On Europe: I tend to believe we’ll be fast-tracked in to the EU on the grounds that the EU is an expansionary project, and that we are EU citizens already. If not, then it won’t be the end of the world. We can still join the EEA and benefit from free trade and movement in Europe, and we can join the EU at a later date. Or we could even not bother–Norway seems to do okay. I actually think Europe is more of a risk area if we stay in the United Kingdom, with UKIP wanting to remove the UK, the Tories committed to a referendum, and the human rights act being savaged by all those who wear blue ties.
On the monarchy, well it’s bad either way. I just hope the eventual ascension of King Charles III will cause Royalists the Commonwealth over to re-examine their anti-democratic beliefs.

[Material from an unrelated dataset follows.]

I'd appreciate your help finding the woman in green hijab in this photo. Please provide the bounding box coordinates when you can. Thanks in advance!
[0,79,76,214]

Finally, on Trident. I’m anti-nuclear, I’m definitely against the weapons, and I am inclined not to support it as a power source either. But trident could be a good bargaining chip in the divorce proceedings. Perhaps we’ll host the UK army and its munitions for a decade in exchange for the currency union that we want for some reason. It would be nice if we just had nothing to do with them though, and got that filth out of our peaceful nation. Either way, this doesn’t swing it particularly for me, as I imagine that complicity is the likely continuing outcome.
So there you go, I hope you’ll agree that none of that was clear cut at all. I’m sure there are a barrage of points I’ve not considered, and another salvo that people disagree with me on, but I don’t claim any expertise on this matter, this once in a lifetime matter, whose outcome will outlast any of our days.